Growing up is never easy but for some, it is much harder than it is for others. Unfortunately for Maggie Reynolds, she has to learn that the hard way. After spending what she thought was the perfect summer with the perfect boyfriend, Maggie learns very quickly that what you think you want isn’t always what you really need. And, sometimes, maybe it isn’t even what you ever really wanted at all.

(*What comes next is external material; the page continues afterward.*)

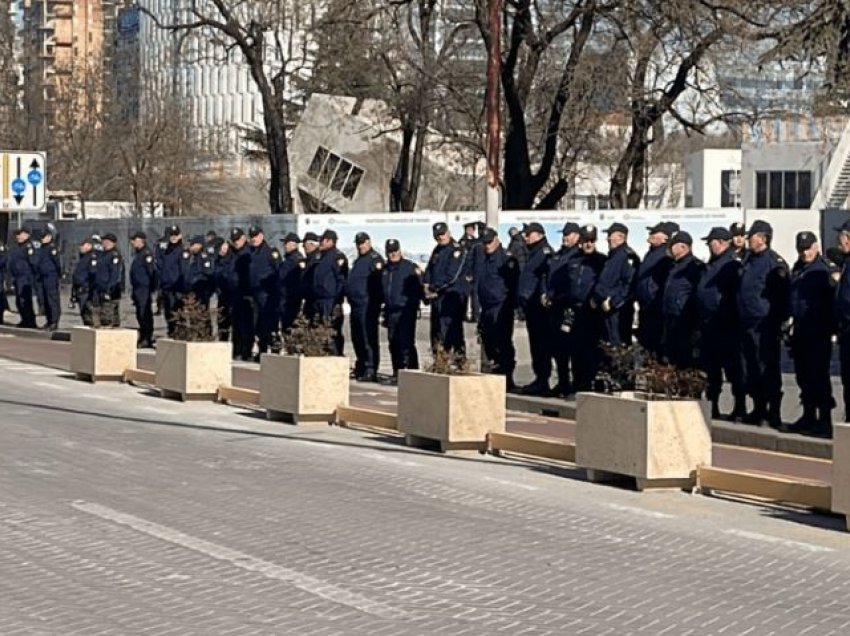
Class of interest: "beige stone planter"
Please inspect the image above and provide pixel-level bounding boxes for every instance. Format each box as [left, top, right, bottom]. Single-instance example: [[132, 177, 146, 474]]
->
[[398, 370, 505, 452], [156, 339, 232, 400], [576, 393, 711, 490], [832, 422, 850, 529], [260, 353, 349, 424], [71, 327, 138, 382]]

Anyone that has ever had that one heart-stopping, panic ridden moment where you think your life is ruined, that you are trapped and there is no way out of the current dilemma, will be able to relate to this book. Maggie’s anxiety about her situation is so well portrayed throughout that it was almost palpable. Getting pregnant as a teenager can be traumatic for anyone. Add to that the fact that Maggie’s family has steadily grown apart over the past few years, and the fact that she feels like nothing she ever does is good enough for her mother, and she feels more alone than ever.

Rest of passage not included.